The table above summarizes how to operate the ordered interval. The occurrence frequency of the interval _ range may be surprising. When searching, this frequency increases because of the importance of equivalence detection. For
Lower_bound and upper_bound, which are easy to retreat in the equal detection, but it is natural to detect only the equivalence for the interval _range. In the second ordered Area
Between them, mongo_range beat find for another reason: mongo_range takes logarithm time, while find takes linear time.

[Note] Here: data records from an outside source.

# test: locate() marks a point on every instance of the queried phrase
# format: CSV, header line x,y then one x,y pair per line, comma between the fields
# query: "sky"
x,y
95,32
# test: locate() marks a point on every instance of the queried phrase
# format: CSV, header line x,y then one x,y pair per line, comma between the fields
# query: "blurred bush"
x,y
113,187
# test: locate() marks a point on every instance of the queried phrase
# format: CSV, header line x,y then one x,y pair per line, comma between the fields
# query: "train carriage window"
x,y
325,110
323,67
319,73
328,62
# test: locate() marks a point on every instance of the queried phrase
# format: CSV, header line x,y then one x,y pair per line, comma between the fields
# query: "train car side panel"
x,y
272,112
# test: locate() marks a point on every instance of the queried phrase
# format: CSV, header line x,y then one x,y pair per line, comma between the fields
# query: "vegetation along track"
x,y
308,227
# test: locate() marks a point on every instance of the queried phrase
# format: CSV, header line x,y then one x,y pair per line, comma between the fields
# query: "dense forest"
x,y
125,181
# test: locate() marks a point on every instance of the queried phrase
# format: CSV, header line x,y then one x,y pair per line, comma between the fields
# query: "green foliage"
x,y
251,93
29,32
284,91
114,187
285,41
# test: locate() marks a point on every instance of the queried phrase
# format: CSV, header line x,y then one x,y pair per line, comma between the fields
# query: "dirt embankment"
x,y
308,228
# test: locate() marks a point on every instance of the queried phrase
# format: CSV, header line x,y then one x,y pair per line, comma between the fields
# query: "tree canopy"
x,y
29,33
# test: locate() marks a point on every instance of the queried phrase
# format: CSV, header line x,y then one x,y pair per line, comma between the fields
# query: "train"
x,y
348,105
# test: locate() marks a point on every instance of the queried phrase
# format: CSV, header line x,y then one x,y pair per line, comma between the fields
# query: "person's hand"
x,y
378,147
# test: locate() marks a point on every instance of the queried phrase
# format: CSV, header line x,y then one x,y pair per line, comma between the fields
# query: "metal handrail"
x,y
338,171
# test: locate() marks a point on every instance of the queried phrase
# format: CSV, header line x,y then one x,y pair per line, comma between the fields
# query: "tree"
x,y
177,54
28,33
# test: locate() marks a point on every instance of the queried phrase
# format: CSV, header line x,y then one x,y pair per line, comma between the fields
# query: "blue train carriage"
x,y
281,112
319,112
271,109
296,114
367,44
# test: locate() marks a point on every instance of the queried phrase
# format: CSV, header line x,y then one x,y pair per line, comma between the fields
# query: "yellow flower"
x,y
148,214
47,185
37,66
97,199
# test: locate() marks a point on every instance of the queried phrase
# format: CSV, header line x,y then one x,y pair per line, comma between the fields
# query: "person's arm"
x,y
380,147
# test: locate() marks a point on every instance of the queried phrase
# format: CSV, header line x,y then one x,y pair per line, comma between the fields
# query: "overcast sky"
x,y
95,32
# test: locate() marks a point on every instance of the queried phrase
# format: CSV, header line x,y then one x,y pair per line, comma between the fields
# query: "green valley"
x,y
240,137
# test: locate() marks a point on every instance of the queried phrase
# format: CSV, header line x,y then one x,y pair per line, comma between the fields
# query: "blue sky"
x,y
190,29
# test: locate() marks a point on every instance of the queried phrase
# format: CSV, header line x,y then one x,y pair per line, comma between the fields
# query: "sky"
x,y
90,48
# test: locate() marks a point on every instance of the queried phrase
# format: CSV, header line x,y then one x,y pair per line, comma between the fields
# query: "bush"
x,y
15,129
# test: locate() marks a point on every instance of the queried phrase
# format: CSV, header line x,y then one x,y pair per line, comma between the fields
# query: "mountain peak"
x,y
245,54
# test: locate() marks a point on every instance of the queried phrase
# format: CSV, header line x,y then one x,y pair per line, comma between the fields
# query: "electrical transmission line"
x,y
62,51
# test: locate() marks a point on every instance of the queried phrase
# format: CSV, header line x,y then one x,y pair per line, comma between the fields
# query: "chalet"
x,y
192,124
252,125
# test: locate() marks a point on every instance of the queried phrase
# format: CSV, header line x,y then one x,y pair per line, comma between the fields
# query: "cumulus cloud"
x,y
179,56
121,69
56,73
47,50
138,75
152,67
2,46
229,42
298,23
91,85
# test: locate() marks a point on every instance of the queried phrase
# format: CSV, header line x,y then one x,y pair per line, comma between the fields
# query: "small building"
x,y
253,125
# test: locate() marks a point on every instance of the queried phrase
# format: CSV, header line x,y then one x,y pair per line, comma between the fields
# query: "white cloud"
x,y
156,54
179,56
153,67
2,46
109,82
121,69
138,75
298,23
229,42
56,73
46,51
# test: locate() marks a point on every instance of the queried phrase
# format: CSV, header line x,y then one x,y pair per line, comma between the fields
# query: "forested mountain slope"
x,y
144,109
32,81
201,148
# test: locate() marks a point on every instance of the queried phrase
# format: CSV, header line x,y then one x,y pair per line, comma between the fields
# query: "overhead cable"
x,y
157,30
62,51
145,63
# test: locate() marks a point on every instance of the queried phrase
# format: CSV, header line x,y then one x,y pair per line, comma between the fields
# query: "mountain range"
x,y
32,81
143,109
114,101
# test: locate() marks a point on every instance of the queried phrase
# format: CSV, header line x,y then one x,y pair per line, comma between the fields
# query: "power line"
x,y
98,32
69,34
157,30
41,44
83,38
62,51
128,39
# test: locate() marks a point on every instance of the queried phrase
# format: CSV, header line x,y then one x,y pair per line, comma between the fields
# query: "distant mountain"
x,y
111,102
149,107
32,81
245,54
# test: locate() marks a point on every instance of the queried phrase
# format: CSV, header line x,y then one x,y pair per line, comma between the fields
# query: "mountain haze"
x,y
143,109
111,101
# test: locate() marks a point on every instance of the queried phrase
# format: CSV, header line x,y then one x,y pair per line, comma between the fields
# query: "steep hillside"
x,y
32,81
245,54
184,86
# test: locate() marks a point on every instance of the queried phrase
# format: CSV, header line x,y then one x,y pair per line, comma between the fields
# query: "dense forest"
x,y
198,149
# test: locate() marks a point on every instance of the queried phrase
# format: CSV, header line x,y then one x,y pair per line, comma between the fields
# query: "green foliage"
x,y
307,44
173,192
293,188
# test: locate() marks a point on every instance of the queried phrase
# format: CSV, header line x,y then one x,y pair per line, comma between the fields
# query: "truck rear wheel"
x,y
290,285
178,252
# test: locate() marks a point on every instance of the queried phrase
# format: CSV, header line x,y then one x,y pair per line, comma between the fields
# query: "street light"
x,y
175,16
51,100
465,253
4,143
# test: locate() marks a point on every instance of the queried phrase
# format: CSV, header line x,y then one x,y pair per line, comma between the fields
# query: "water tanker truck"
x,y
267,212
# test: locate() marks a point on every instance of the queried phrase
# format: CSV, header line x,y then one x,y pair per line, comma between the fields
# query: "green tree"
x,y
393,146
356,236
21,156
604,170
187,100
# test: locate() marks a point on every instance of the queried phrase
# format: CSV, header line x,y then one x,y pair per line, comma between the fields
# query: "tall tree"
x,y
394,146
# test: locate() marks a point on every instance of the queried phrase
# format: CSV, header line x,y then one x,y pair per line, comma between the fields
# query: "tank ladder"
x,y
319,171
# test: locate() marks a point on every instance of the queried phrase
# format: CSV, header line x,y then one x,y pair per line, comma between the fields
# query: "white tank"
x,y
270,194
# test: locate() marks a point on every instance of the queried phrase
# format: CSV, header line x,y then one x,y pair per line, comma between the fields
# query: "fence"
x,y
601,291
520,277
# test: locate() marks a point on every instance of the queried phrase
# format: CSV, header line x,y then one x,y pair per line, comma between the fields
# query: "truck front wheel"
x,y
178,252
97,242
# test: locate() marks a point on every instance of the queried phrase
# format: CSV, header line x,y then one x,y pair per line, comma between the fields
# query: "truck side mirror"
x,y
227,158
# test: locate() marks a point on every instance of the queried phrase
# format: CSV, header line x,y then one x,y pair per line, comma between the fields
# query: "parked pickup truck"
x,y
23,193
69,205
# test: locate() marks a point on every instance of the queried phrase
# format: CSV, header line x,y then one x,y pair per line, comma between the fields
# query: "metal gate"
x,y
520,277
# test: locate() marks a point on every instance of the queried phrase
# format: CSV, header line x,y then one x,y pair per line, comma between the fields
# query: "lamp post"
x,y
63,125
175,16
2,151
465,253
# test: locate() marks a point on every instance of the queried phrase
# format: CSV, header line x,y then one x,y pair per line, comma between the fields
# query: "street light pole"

For Multiset and multimap, when you are searching for the row of the first object that is equal to a specific value, this table lists the find and lower_bound algorithms
Candidate.
Find is a common choice for this task, and you may have noticed that in the set and map columns, this is only find. However, for multi containers, if not only one value is saved
In this case, find does not guarantee that the first element in the container that equals the given value can be identified; it only recognizes one of these elements. If you really need to find the first element equal to the given value, you should use
Lower_bound, and you must manually perform the equivalence check on the second part,Clause 19Content to help you confirm that you have found the value you are looking. (You can use interval _range to avoid manual equivalence detection, but it takes much more to call interval _range than to call lower_bound .)

The options in count, find, binary_search, lower_bound, upper_bound, and interval _range are simple.
Single. When you call it, selecting an algorithm or a member function can give you the behavior and performance you need, and it is the least effort. Follow this advice (or refer to the table) and you will not be confused.

Contact Us

The content source of this page is from Internet, which doesn't represent Alibaba Cloud's opinion; products and services mentioned on that page don't have any relationship with Alibaba Cloud. If the content of the page makes you feel confusing, please write us an email, we will handle the problem within 5 days after receiving your email.

If you find any instances of plagiarism from the community, please send an email to: info-contact@alibabacloud.com and provide relevant evidence. A staff member will contact you within 5 working days.

A Free Trial That Lets You Build Big!

Start building with 50+ products and up to 12 months usage for Elastic Compute Service

  • Sales Support

    1 on 1 presale consultation

  • After-Sales Support

    24/7 Technical Support 6 Free Tickets per Quarter Faster Response

  • Alibaba Cloud offers highly flexible support services tailored to meet your exact needs.